A questo punto si attende solo la cerimonia dell’alzabandiera lunedì prossimo (11 marzo), quando la bandiera svedese sarà issata insieme a quelle degli altri 31 alleati presso il quartier generale della Nato a Bruxelles e in tutti i comandi in Europa e in Nord America. “Grazie a tutti gli alleati per averci accolto come 32esimo membro”, ha commentato il primo ministro svedese, Ulf Kristersson, dopo l’incontro a Washington con il segretario di Stato statunitense, Antony Blinken: “Ci impegneremo per l’unità, la solidarietà e la condivisione degli oneri e aderiremo pienamente ai valori del Trattato di Washington”, ovvero “libertà, democrazia, libertà individuale e Stato di diritto”.
Il protocollo di adesione di Svezia era stato firmato (insieme alla Finlandia) il 5 luglio 2022 – dopo la svolta strategica storica la politica di sicurezza nazionale tradizionalmente legata al non-allineamento – e da allora per Stoccolma è stata una strada in salita.

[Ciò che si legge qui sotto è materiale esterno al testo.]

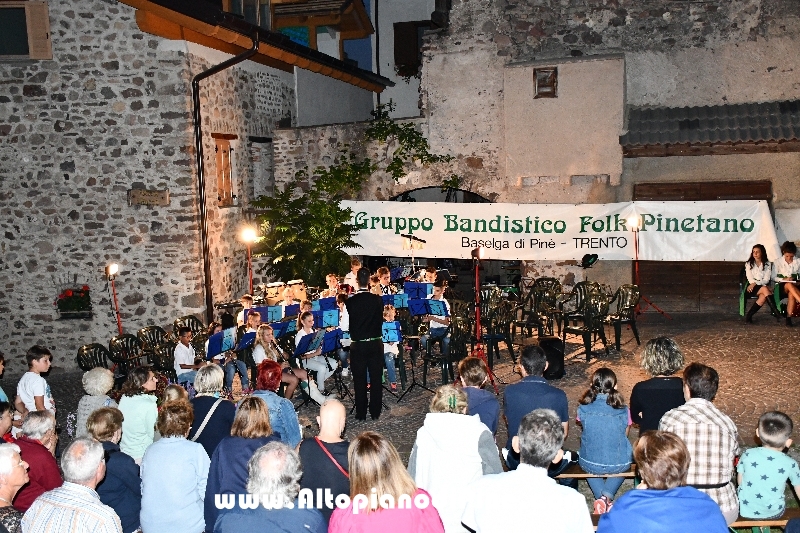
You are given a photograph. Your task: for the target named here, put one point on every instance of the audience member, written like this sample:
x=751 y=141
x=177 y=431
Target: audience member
x=33 y=392
x=174 y=475
x=75 y=506
x=474 y=375
x=121 y=489
x=664 y=504
x=530 y=393
x=96 y=382
x=526 y=499
x=451 y=451
x=13 y=475
x=376 y=466
x=710 y=436
x=213 y=416
x=282 y=416
x=228 y=471
x=324 y=457
x=605 y=448
x=652 y=398
x=274 y=475
x=37 y=443
x=139 y=410
x=763 y=471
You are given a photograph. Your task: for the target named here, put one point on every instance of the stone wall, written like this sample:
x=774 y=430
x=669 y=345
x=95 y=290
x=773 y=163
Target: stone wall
x=111 y=112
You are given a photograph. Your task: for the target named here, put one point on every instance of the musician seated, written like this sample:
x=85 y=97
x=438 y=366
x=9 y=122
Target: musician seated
x=333 y=286
x=323 y=366
x=438 y=325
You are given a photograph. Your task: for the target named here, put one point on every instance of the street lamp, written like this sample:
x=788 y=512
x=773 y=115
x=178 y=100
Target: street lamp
x=248 y=236
x=112 y=270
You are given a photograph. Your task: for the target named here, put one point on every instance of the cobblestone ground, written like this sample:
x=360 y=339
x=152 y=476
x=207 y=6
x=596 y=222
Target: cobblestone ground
x=758 y=368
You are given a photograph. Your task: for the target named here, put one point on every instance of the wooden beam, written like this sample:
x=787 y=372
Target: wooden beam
x=689 y=149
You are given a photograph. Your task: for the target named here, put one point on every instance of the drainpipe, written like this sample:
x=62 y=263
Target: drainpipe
x=201 y=178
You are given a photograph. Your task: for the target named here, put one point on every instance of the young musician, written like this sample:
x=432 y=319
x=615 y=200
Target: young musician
x=438 y=324
x=323 y=366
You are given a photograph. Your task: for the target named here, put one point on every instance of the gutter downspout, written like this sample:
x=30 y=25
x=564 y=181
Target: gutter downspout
x=201 y=179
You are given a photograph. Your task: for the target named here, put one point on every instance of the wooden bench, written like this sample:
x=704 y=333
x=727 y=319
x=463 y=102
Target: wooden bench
x=574 y=471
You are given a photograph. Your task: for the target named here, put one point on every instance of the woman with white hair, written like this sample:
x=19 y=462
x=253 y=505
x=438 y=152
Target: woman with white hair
x=96 y=382
x=213 y=415
x=13 y=475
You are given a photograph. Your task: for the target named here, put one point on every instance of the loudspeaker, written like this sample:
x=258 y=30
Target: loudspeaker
x=554 y=350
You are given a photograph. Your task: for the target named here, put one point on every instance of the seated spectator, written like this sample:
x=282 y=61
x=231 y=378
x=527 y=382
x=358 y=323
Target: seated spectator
x=710 y=436
x=13 y=475
x=139 y=410
x=474 y=375
x=37 y=443
x=282 y=416
x=652 y=398
x=664 y=505
x=376 y=466
x=763 y=471
x=75 y=503
x=96 y=382
x=526 y=499
x=530 y=393
x=174 y=475
x=451 y=451
x=121 y=489
x=324 y=457
x=275 y=472
x=213 y=416
x=228 y=471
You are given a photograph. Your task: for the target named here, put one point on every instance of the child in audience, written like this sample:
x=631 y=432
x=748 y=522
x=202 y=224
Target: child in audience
x=390 y=350
x=762 y=472
x=605 y=448
x=474 y=374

A oltre 19 mesi dal vertice di Madrid, l’Ungheria era rimasto all’inizio di quest’anno l’unico Paese membro a non aver approvato in modo formale l’ingresso di Stoccolma nell’Alleanza Atlantica, quando anche la Turchia aveva messo fine al suo durissimo blocco. Un mese e mezzo fa il premier ungherese, Viktor Orbán, aveva fatto cadere formalmente il suo breve ostruzionismo, ma lo stesso non aveva fatto il suo partito Fidesz, boicottando la sessione straordinaria di inizio mese. Trovatosi sotto pressione da parte degli altri membri – e messo con le spalle al muro dalla visita di Kristersson – il premier ungherese ha infine spinto i membri del suo partito a far crollare la resistenza. Il via libera da Budapest è arrivato infine lo scorso 26 febbraio, dopo l’incontro nella capitale ungherese tra i premier Orbán e Kristersson per discutere di cooperazione in materia di difesa e sicurezza.
Come si entra nella Nato
Per diventare membro della Nato, un Paese deve inviare una richiesta formale, precedentemente approvata dal proprio Parlamento nazionale. A questo punto si aprono due fasi di discussioni con l’Alleanza, che non necessariamente aprono la strada all’adesione: la prima, l’Intensified Dialogue, approfondisce le motivazioni che hanno spinto il Paese a fare richiesta, la seconda, il Membership Action Plan, prepara il potenziale candidato a soddisfare i requisiti politici, economici, militari e legali necessari (sistema democratico, economia di mercato, rispetto dello Stato di diritto e dei diritti fondamentali, standard di intelligence e di contributo alle operazioni militari, attitudine alla risoluzione pacifica dei conflitti). Questa seconda fase di discussioni è stata introdotta nel 1999 dopo l’ingresso di Polonia, Ungheria e Repubblica Ceca, per affrontare il processo con aspiranti membri con sistemi politici diversi da quelli dei Paesi fondatori dell’Alleanza, come quelli ex-sovietici.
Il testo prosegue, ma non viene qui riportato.